Mo Ansar once admitted he was a liar in formal legal proceedings

16th March 2016

“Social commentator” Mo Ansar is in the news again.

In particular, there is an article in the current issue of Private Eye about a complaint he was seeking to make to Twitter about journalists who have displeased him.

(For background to Ansar, see this dossier by Jeremy Duns, which details Ansar’s threats made against journalists and bloggers, including me.  You should certainly read this dossier if you have come across this post with no idea who Ansar is.)

On social media, Ansar has long made a great deal of his legal experiences, and he often refers to his exploits in courts.  In this respect, I exposed his claims as to being a “lawyer” in May 2014.

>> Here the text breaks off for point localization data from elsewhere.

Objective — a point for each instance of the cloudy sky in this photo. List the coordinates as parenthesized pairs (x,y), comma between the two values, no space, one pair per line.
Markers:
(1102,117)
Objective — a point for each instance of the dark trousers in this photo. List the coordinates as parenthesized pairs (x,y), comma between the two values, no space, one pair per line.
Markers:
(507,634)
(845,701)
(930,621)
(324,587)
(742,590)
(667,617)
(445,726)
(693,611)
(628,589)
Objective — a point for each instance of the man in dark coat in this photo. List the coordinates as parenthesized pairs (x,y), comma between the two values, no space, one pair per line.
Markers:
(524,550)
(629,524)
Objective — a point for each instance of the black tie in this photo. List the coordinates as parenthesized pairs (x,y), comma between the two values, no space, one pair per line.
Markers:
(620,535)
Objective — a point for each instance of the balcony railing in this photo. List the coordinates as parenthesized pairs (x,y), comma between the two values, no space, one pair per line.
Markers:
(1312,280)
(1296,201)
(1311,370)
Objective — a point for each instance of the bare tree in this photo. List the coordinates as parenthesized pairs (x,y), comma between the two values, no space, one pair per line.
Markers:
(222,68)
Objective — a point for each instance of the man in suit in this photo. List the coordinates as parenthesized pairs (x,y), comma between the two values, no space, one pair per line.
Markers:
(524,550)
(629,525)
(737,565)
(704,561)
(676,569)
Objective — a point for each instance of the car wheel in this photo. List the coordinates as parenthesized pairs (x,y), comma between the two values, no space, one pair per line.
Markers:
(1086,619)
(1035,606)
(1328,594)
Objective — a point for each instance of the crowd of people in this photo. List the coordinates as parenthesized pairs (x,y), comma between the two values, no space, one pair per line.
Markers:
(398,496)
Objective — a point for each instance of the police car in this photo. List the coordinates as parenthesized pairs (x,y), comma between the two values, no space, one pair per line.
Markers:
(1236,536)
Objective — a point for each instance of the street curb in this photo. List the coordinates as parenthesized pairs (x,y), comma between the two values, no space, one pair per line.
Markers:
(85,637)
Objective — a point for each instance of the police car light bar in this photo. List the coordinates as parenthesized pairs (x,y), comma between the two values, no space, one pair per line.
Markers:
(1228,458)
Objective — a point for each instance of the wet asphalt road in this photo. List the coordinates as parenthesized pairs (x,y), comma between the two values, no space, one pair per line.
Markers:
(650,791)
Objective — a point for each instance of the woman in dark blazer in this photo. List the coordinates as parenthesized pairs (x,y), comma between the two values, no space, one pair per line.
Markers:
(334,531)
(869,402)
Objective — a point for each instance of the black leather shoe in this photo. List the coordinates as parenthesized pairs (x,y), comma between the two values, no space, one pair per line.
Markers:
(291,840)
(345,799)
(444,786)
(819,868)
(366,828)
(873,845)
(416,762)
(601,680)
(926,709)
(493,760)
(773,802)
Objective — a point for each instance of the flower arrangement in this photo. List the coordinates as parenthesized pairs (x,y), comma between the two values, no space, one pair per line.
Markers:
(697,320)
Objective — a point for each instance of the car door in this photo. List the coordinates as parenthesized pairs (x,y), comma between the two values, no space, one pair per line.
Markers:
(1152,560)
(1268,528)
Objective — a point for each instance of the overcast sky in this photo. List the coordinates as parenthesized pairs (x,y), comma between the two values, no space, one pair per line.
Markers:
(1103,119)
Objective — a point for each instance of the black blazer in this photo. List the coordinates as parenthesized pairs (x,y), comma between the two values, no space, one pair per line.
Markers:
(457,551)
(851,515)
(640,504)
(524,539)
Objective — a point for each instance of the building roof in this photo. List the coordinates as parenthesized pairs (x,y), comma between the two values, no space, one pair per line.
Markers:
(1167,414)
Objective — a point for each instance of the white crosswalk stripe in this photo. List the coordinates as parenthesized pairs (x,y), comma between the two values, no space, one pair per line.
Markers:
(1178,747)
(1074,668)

In light of the recent news, however, Ansar’s record in court is worth looking at carefully, especially something which hitherto has been buried away.

The something is in the appeal judgment of 14 July 2006 here.

Two paragraphs in this judgment bear close reading, paragraphs 12.5 and 14. These paragraphs in turn quote an original Employment Tribunal decision of 12 April 2005.

The interesting part of paragraph 12.5 reads:

“…in evidence to the Tribunal [Ansar] confirmed … that he had lied in his letter for the purposes of suitably influencing Mr Dowrick to stop the cases being unwound”.

And in paragraph 14:

“…his dishonest letter seeking help from Mr Dowrick in relation to the HIF sales”.

These two passages mean:

a. Ansar has “confirmed” (or admitted) he is a liar;

b. Ansar’s confirmation (admission) of dishonesty was contained in evidence placed by him before a tribunal in formal legal proceedings; and

c. the legal tribunal (in accepting this evidence) found that Ansar was a liar.

I have asked Ansar about these passages, but have not yet had a response.